Iravatham Mahadevan, che sostiene l'ipotesi dravidica, dice che "noi speriamo si possano provare che le radici proto-dravidiche della lingua Harappa e quelle delle lingue dravidiche del sud dell'India sono simili. Questa è una ipotesi [...] Ma non mi illudo che riuscirò a decifrare la scrittura dell'Indo, né ho alcun rimpianto".[30]
Shikaripura Ranganatha Rao dichiarò di aver decifrato la scrittura dell'Indo. Postulando l'uniformità della scrittura in tutta l'estensione della civiltà dell'Indo, la paragonò all'alfabeto fenicio, ed assegnò valori fonetici in base a questo confronto.
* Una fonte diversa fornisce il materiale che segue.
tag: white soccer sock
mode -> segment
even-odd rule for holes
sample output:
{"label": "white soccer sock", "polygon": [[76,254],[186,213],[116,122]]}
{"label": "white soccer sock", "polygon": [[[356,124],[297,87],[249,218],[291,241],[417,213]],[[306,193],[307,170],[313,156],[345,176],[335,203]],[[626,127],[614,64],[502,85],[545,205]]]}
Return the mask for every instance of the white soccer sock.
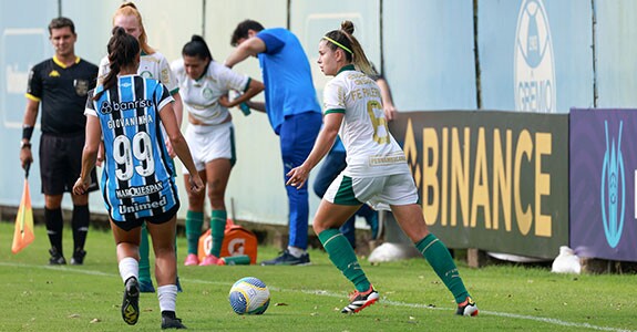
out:
{"label": "white soccer sock", "polygon": [[300,258],[301,255],[306,253],[306,250],[304,250],[301,248],[288,246],[288,252],[296,258]]}
{"label": "white soccer sock", "polygon": [[177,302],[177,286],[165,284],[157,287],[157,299],[160,299],[160,311],[175,311]]}
{"label": "white soccer sock", "polygon": [[132,257],[124,257],[120,261],[120,276],[122,276],[122,280],[126,282],[129,278],[135,277],[138,279],[140,276],[140,262]]}

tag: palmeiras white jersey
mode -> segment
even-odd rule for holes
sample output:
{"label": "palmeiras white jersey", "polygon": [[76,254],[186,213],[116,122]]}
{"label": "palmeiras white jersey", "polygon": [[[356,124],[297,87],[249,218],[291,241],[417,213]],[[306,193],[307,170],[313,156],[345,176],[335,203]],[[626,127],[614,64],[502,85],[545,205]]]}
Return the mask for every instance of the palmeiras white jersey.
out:
{"label": "palmeiras white jersey", "polygon": [[104,139],[102,195],[115,221],[161,215],[179,204],[175,169],[161,134],[160,111],[173,97],[160,82],[122,75],[102,94],[91,92],[84,114],[96,116]]}
{"label": "palmeiras white jersey", "polygon": [[230,90],[245,92],[250,84],[248,76],[235,73],[216,61],[210,61],[206,72],[197,80],[186,74],[183,59],[173,61],[171,69],[177,77],[184,108],[204,125],[224,123],[229,112],[219,104],[219,97]]}
{"label": "palmeiras white jersey", "polygon": [[346,65],[323,90],[323,113],[345,113],[339,136],[347,152],[343,175],[376,177],[410,173],[402,148],[390,134],[378,84]]}

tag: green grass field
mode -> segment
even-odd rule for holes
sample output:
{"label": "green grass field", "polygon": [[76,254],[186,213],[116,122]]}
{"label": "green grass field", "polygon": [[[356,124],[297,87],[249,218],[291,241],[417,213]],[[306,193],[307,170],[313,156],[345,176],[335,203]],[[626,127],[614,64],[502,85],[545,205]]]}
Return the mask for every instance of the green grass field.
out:
{"label": "green grass field", "polygon": [[[85,264],[49,267],[43,226],[35,241],[11,253],[12,222],[0,222],[0,331],[156,331],[155,294],[142,294],[137,324],[120,314],[122,281],[110,231],[89,234]],[[64,228],[64,250],[72,243]],[[307,267],[184,267],[178,239],[177,315],[197,331],[629,331],[637,330],[635,274],[563,276],[544,268],[491,266],[470,269],[458,262],[480,308],[477,318],[454,315],[453,298],[423,259],[361,264],[381,294],[379,303],[355,315],[347,304],[351,284],[325,252],[310,251]],[[259,260],[275,248],[259,248]],[[70,259],[70,257],[66,257]],[[264,315],[235,314],[227,301],[242,277],[264,280],[271,292]]]}

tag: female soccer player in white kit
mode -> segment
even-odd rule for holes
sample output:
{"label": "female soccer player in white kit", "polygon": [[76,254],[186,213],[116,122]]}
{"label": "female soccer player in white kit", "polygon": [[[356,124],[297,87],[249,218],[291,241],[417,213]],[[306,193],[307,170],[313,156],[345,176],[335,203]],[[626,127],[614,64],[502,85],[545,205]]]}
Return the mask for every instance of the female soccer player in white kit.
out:
{"label": "female soccer player in white kit", "polygon": [[[233,116],[228,108],[248,101],[264,90],[264,84],[246,75],[238,74],[213,60],[213,54],[201,35],[193,35],[182,49],[182,59],[172,63],[178,81],[179,95],[188,112],[186,142],[193,152],[193,159],[199,176],[208,186],[210,200],[210,251],[199,262],[198,240],[204,222],[206,190],[191,193],[191,175],[184,169],[184,181],[188,193],[186,215],[186,238],[188,255],[185,266],[218,264],[226,229],[226,204],[224,201],[230,170],[235,164],[235,134]],[[229,101],[230,90],[243,94]]]}
{"label": "female soccer player in white kit", "polygon": [[353,24],[345,21],[340,30],[328,32],[319,43],[318,64],[323,74],[335,76],[323,90],[323,127],[306,162],[288,173],[287,183],[301,187],[340,135],[347,167],[325,194],[312,226],[332,263],[356,287],[341,312],[359,312],[379,299],[351,245],[339,231],[367,201],[376,208],[389,204],[400,227],[455,298],[456,313],[476,315],[477,307],[449,250],[427,228],[404,153],[389,132],[380,90],[370,79],[373,71],[352,33]]}

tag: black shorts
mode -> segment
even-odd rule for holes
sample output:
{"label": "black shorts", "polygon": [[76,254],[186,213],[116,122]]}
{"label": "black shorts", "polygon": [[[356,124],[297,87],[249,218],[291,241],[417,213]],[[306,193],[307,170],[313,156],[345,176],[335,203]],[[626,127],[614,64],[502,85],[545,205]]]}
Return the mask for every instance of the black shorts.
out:
{"label": "black shorts", "polygon": [[125,231],[130,231],[133,228],[142,227],[142,224],[144,224],[144,221],[153,225],[162,225],[164,222],[168,222],[171,221],[171,219],[173,219],[173,217],[177,214],[178,210],[179,210],[179,204],[177,203],[173,208],[158,216],[145,217],[127,221],[117,221],[113,219],[111,220],[113,220],[113,224],[115,224],[119,228]]}
{"label": "black shorts", "polygon": [[[75,180],[82,173],[84,133],[56,136],[42,133],[40,137],[40,175],[44,195],[72,193]],[[97,190],[97,174],[91,172],[89,191]]]}

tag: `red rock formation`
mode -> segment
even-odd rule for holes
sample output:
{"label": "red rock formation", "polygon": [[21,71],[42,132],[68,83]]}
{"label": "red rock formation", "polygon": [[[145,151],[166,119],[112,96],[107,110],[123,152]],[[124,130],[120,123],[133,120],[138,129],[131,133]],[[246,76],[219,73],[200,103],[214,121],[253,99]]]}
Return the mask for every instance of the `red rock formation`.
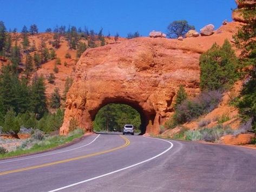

I suoi risultati delle decifrazioni in "sanscrito", comprendevano i numeri aeka, tra, chatus, panta, happta/sapta, dasa, dvadasa, sata (1, 3, 4, 5, 7, 10, 12, 100).
Mentre gli studiosi tradizionalisti sono generalmente d'accordo con l'approccio di Rao al confronto, i dettagli della sua decifrazione non sono stati accettati, e la scrittura è ancora generalmente considerata indecifrata. John E. Mitchiner, dopo aver respinto alcuni tentativi più fantasiosi di decifrazione, ricorda che si tratta di "un tentativo fondato su solide basi, ma ancora fortemente soggettivo e poco convincente per discernere una base indoeuropea nella scrittura, come proposto da Rao".[31]
In un'intervista del 2002 rilasciata a The Hindu, Rao affermò la sua fiducia nella decifrazione, dicendo che "recentemente abbiamo confermato che si tratta sicuramente di una lingua indoariana e l'abbiamo decifrata. Il prof. WW Grummond della Florida State University, ha scritto nel suo articolo che io la ho già decifrata".[32]
Alla scrittura dell'Indo è stata assegnata la codifica ISO 15924 "Inds". Essa è stata proposta per la codifica Unicode Supplementary Multilingual Plane nel 1999; comunque, il Consorzio Unicode ha ancora la proposta in lista di attesa.[33]